The top left image is another exercise in chine collé that almost killed me (as you can see from the cutting mat squares, the bits of paper are VERY small, and they get everywhere, and don't always want to stay where they are laid, because they prefer to stick to your fingers or fall to the floor). The top right is more chine collé but with a big silver sheet cut to cover all areas of the greenhouse (doesn't translate well in this photo but it looks very nice in person). The bottom is just the straight print onto blue hanji-ish.
More of Velma's images and artwork, with various chine collé tests and then one print onto shifu in the bottom right corner.

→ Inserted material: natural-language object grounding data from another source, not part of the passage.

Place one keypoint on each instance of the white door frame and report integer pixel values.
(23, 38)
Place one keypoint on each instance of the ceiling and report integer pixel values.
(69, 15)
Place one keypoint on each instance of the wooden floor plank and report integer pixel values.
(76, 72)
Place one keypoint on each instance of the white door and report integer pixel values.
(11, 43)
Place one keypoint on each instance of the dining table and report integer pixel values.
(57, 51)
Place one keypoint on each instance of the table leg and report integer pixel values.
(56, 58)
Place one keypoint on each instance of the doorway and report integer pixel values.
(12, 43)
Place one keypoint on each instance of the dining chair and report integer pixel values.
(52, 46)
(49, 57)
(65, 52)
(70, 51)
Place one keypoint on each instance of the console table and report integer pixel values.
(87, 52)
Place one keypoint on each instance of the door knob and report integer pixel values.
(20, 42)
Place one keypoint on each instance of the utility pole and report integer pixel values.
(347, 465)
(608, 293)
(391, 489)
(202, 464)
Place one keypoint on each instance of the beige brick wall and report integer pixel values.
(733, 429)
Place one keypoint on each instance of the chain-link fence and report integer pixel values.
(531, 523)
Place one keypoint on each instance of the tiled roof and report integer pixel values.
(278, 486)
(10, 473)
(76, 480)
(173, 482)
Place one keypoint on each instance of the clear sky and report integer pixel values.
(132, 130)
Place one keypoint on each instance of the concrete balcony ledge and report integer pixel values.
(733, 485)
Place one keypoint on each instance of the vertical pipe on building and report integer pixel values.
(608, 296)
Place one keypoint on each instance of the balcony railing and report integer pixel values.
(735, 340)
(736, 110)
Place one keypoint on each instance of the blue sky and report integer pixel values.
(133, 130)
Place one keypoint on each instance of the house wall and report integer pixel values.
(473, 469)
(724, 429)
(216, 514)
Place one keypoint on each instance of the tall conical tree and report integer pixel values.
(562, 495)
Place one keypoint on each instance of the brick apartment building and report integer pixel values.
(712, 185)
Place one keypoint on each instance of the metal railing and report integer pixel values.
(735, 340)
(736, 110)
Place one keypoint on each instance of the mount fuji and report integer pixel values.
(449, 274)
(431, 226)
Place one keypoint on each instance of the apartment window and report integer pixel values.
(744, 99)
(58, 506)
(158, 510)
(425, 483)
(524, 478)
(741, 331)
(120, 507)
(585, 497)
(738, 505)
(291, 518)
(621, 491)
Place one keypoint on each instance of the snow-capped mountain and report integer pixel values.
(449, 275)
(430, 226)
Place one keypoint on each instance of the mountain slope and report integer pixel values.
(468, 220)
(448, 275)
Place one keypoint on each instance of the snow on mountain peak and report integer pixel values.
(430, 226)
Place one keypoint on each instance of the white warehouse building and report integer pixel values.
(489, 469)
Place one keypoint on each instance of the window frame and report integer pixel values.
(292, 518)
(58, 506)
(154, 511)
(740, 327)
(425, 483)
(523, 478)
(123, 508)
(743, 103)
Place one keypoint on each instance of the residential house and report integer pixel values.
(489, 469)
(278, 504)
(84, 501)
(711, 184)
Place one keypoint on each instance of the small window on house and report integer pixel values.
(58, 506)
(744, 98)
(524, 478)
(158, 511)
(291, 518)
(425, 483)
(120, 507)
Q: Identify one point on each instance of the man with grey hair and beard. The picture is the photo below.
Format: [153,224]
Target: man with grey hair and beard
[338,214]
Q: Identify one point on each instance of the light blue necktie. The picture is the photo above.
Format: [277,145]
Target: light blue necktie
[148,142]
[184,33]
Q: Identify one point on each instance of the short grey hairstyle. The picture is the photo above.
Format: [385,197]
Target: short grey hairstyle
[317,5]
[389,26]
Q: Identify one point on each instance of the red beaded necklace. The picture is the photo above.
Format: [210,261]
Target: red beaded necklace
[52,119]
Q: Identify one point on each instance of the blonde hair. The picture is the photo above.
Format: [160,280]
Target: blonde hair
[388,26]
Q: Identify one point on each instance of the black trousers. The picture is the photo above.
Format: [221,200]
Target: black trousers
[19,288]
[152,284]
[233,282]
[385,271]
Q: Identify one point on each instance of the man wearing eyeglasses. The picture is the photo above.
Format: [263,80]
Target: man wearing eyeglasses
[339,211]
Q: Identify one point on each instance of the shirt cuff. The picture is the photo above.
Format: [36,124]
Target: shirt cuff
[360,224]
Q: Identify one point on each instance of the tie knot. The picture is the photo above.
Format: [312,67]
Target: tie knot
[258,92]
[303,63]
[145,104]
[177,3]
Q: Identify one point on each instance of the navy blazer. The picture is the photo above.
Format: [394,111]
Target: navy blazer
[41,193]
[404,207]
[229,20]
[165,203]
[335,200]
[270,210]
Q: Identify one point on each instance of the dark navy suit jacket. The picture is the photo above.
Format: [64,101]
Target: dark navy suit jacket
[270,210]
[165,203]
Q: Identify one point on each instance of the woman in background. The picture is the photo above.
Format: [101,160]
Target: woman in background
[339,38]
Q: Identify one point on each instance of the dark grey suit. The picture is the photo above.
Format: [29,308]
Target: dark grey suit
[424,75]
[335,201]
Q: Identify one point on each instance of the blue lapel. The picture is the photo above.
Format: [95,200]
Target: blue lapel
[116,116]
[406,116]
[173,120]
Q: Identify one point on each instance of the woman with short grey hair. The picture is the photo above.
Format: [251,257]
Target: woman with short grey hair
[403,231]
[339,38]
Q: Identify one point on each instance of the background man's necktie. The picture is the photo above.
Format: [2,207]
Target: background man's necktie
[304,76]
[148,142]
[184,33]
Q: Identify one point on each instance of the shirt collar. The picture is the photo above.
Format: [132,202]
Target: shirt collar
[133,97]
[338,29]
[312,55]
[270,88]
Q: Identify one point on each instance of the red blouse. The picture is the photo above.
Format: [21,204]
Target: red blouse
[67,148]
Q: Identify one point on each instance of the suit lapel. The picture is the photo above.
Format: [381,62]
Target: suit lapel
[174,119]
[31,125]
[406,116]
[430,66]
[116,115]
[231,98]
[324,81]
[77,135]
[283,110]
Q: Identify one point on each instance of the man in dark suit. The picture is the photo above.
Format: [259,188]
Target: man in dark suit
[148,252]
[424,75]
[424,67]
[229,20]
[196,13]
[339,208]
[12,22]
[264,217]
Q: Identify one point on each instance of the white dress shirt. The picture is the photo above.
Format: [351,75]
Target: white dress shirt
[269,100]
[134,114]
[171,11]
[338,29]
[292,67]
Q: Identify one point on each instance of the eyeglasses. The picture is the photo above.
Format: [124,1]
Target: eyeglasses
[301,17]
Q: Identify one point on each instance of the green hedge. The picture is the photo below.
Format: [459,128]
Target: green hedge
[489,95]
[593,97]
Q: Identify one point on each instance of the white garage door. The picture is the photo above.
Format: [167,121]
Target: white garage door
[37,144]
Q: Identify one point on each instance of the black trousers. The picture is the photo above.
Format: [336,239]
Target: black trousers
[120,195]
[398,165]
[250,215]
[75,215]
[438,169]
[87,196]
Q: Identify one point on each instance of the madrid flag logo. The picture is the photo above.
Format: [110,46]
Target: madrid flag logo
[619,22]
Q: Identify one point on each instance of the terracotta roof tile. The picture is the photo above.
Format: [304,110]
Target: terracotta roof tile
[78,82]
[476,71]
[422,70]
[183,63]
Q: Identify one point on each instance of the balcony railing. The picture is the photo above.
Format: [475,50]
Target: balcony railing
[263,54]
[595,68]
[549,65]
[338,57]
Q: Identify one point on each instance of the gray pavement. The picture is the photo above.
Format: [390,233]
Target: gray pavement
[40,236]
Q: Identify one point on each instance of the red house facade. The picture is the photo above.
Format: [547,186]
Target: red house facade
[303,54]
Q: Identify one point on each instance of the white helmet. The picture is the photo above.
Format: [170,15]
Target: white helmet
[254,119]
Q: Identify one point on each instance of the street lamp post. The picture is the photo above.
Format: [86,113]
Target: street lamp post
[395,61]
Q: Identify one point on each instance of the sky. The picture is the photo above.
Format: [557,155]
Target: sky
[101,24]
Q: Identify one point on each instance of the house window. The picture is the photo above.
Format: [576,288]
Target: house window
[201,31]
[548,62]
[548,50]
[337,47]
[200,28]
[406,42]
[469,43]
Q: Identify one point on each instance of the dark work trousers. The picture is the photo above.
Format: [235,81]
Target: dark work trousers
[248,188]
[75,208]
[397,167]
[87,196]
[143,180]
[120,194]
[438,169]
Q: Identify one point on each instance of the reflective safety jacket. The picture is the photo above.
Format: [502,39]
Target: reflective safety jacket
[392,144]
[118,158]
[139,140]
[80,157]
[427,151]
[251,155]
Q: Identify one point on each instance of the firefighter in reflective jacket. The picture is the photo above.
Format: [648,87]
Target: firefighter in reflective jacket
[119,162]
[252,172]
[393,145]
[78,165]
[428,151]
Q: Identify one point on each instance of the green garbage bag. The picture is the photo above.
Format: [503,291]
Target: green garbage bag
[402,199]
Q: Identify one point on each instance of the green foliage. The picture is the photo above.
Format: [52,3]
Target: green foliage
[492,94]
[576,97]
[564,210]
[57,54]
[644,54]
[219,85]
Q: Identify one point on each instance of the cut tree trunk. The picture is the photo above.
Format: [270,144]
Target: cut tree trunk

I went to see Tim speak on Saturday to a huge crowd of book/paper geeks like me about paper through time, mostly about 15th century European paper. It was nice to see new and old friendly faces before running downtown to drop off an artists' book and my hanji book at the Center for Book Arts, which will host my artist talk and workshop in a month. Then, some much needed sister time, shared over errands. I made a delicious soup for dinner and even more scrumptious scones (my first!) for breakfast, trying something new for the latter: following the recipe. I also got to talk with Minah; we haven't caught up for a while, and she talked about writing a review for my book along with our usual hanji geeking out. Yesterday I had another great class with Fumiko and then ran through the "wintry mix" aka nasty weather to meet Woo and hear about the progress of her film.
I think the stress has caught up to my neck, but now I can say that most of the registration for my workshops this year are live. Some options (or, if you are reading through a feed, go to my blog and view the sidebar for "Upcoming"):
Feb: NYC
March: Tacoma
April: Boston and Silver Spring
June: Forest Grove
July: Bennington and Rosendale
Sit tight for a Cleveland summer date, but these are all hosted by wonderful organizations and people. And this list doesn't include all of the talks and demos, just the workshops. I'd go lay down, but I can't.
3 comments:
what a fun collection of images today!
yep, i really like these. i love the funny stuff with my images, because they are suddenly our images! and i really really think i need to make some prints.
I don't understand all the technical "stuff" but the images are wonderful. wish we were closer so I could see what you are doing "in person". hope you are feeling better - acupuncture!